We’re not, by any means, suggesting that content marketing will disappear completely, but contributor’s programs have dramatically decreased across media channels. And that’s a fact. The tricky part about this trend is that offering it as part of a PR firm bundle is not, in fact, a bad idea —if, as mentioned above, you actually have something interesting to write about. The initial problem was that lots of people simply seemed to have agreed upon the fact that practically everyone needed a blog, everyone needed content regardless of its quality, and everyone needed to become a contributor. This, however, didn’t go as initially expected.
Have you ever gone to the races? Ever see a horse that wins one race, then everyone bets on that horse and loses a huge amount of money? That’s basically the PR industry-crypto scenario. By end of the first half of last year, PR professionals were beginning to think they could actually understand the incredible amount of data behind cryptocurrencies and their intricacies whilst having lunch to simply assert that bitcoin would go up and Ethereum would go down, and that that was it; however, it all turned out to be more complex than that — PR firms would recklessly aim their businesses toward crypto just as they did with the crowdfunding hype. Now, under today’s circumstances, what used to be easy publications to pitch to have become immensely picky due to the market crash.
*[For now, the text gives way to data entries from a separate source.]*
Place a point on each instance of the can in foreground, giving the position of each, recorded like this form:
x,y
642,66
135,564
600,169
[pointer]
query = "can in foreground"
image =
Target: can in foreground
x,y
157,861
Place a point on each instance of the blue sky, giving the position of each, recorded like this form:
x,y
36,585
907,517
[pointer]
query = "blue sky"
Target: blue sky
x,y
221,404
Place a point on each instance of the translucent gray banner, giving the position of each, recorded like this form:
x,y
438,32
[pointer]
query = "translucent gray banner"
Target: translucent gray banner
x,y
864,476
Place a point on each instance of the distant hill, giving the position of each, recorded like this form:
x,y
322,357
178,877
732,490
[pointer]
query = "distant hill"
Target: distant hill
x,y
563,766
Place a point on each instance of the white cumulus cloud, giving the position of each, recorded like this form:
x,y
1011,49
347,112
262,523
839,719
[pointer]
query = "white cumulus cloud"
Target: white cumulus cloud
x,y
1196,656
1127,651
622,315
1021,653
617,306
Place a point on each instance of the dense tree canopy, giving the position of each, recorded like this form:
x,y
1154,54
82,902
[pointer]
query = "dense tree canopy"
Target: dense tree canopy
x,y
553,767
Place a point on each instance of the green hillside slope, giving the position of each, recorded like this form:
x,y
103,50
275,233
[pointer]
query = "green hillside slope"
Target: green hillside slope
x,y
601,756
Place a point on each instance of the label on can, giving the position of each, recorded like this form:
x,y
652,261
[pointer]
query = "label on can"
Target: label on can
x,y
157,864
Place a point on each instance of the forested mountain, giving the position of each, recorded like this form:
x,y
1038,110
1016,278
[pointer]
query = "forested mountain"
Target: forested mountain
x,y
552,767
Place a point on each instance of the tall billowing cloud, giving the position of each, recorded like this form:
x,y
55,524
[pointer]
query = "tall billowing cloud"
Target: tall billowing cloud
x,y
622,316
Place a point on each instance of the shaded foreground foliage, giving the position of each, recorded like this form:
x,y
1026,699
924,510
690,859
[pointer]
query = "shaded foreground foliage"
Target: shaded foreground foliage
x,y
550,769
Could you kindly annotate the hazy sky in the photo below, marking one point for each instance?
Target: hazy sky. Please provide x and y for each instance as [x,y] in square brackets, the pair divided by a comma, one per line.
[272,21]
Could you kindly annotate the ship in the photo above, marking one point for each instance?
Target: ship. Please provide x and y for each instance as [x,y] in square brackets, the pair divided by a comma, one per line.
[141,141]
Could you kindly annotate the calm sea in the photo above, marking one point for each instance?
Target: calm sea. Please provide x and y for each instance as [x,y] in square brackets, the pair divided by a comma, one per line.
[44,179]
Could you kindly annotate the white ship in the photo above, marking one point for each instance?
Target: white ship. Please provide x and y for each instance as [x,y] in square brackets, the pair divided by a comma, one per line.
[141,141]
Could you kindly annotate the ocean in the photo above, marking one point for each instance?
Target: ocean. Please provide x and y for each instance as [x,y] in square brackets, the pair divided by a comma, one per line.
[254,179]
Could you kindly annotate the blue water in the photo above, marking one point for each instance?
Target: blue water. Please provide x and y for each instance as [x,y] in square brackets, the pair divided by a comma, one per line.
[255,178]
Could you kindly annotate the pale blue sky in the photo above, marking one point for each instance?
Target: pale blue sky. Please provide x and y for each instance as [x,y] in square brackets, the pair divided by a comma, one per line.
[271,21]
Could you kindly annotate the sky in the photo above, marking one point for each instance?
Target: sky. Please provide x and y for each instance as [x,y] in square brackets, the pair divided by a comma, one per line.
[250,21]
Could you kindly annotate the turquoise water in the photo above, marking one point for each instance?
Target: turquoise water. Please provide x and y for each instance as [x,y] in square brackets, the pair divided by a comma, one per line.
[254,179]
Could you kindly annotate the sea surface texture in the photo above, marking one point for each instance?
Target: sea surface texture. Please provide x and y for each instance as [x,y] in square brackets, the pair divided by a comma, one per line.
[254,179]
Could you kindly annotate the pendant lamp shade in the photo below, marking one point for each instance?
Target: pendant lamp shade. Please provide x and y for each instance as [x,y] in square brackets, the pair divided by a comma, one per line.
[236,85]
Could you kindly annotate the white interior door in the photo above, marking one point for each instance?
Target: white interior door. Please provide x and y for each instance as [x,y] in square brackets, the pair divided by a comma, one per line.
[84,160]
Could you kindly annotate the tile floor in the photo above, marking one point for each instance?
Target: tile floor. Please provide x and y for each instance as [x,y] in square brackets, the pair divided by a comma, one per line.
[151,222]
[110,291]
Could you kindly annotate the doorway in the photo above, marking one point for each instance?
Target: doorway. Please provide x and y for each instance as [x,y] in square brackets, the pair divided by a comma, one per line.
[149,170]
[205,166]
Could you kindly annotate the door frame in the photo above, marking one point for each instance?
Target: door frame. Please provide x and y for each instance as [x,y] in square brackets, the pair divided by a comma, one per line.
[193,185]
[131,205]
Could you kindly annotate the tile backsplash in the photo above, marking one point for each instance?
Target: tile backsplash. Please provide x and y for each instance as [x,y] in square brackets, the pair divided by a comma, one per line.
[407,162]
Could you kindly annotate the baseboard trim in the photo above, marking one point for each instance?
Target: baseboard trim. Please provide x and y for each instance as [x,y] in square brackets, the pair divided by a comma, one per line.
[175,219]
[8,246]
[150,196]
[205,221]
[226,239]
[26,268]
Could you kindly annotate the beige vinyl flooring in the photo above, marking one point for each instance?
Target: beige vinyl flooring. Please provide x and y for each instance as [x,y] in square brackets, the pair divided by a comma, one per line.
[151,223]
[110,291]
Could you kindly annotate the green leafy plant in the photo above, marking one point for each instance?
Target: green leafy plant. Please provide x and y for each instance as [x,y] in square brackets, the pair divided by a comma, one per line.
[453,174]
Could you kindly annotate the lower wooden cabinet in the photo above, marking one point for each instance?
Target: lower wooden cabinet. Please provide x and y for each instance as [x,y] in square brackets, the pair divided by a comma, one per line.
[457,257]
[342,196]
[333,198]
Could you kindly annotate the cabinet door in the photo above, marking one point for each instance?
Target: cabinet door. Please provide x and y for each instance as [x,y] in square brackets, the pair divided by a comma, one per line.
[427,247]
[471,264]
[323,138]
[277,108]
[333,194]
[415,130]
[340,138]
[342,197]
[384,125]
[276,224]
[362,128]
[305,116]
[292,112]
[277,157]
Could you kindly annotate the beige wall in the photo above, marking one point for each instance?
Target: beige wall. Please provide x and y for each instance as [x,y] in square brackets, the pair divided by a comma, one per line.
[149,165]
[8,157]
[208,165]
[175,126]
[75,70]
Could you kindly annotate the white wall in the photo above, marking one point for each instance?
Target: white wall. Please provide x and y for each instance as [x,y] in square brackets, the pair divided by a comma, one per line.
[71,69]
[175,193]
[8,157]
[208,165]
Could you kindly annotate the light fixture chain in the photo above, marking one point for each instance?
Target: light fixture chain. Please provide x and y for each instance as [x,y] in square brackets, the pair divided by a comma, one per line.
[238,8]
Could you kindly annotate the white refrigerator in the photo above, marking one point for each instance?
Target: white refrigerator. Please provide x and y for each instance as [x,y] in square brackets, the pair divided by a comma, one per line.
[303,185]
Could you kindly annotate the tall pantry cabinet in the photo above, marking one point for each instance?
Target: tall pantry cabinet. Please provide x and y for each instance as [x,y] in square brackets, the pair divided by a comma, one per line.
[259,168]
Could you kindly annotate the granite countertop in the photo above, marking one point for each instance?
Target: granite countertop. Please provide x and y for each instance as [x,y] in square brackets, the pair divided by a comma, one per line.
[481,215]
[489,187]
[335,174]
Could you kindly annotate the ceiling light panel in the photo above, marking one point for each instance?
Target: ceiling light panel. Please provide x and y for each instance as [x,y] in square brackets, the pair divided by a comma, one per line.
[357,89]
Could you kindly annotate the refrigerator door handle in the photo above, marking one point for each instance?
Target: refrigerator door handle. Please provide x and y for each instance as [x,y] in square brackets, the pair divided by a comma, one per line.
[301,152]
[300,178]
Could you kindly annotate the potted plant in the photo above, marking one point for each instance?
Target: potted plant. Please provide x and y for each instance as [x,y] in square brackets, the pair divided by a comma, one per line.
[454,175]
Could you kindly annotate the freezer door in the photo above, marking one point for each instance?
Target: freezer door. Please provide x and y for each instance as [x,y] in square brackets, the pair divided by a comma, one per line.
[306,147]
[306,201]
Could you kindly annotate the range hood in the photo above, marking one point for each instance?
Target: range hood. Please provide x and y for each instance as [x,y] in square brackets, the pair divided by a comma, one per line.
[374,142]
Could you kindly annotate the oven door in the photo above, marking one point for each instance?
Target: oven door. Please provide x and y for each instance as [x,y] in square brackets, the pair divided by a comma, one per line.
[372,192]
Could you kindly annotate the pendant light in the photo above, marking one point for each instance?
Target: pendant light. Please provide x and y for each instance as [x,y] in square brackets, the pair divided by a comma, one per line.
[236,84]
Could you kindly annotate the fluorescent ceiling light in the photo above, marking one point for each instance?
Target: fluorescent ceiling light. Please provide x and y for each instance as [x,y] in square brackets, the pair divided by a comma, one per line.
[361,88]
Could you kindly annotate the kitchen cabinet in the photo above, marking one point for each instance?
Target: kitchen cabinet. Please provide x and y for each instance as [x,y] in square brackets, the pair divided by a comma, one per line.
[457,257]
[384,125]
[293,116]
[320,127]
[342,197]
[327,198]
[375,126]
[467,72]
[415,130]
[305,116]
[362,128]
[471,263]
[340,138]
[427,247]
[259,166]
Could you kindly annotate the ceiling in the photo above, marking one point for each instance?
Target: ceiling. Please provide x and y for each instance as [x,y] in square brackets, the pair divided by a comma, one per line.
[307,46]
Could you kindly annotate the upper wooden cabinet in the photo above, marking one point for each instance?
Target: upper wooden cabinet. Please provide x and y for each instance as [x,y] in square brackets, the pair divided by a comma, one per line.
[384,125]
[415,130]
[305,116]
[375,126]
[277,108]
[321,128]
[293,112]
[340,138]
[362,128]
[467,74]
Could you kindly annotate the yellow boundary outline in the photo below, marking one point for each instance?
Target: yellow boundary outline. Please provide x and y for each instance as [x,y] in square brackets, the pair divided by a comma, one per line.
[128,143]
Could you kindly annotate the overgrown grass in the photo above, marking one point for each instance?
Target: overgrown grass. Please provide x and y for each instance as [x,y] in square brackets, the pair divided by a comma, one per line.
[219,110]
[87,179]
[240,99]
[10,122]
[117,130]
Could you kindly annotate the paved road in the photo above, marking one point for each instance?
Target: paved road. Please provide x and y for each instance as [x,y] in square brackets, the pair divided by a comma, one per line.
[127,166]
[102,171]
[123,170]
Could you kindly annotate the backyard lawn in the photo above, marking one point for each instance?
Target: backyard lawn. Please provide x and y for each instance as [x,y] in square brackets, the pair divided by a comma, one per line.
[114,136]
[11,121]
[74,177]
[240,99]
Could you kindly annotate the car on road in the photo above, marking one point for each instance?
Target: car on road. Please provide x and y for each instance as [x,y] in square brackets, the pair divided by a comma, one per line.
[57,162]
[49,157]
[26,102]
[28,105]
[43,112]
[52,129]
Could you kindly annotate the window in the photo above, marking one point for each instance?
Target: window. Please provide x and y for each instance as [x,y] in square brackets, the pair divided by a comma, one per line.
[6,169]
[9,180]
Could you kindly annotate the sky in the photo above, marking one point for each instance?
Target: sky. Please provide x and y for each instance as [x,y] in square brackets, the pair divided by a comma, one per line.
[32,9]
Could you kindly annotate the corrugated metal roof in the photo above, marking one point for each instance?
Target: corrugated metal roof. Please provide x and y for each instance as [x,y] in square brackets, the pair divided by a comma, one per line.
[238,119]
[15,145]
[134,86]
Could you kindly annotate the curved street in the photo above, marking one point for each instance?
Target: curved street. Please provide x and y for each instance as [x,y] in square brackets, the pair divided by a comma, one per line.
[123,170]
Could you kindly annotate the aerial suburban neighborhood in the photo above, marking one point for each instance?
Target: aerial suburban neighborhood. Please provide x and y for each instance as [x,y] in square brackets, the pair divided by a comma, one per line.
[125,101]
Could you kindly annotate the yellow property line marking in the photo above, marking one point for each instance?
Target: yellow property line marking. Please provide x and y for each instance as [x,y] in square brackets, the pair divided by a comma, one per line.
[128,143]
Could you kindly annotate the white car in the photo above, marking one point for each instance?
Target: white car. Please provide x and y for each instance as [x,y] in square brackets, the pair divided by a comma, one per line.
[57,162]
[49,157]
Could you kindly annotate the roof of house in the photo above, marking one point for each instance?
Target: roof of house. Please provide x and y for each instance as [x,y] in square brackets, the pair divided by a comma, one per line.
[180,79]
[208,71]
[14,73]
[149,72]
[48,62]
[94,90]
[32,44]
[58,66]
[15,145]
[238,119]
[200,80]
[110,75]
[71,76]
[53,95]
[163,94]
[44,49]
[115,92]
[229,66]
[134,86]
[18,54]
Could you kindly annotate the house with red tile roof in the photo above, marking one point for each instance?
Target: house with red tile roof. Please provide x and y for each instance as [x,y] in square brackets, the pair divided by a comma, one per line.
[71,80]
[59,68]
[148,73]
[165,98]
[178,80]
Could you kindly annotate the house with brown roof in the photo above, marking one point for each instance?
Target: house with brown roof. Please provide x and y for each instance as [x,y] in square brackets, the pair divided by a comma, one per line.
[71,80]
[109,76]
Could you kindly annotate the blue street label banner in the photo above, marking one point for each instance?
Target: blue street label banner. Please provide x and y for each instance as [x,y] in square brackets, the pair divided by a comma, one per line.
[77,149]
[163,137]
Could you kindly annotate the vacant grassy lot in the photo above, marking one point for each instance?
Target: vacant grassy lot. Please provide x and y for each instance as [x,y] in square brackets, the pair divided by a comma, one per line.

Yes, we just said that thrice. That’s right: get your influencers. However, here’s the not-so-expected truth about influencers: it’s either an ad buy or media relations. It’s simply another outlet to pitch. 2018 saw the hype about influencers go through the roof whilst insisting that influencers were going to be a total game changer. Someone even ventured to coin the term “influencer strategy”, which makes sense if you want to have some random guy simply just look at things. On a serious note, though, perhaps is that PR people look at things from a different point of view, but we don’t see anyone outside of the games industry that actually interacts with influencer specialists, unless they have the budget to do so.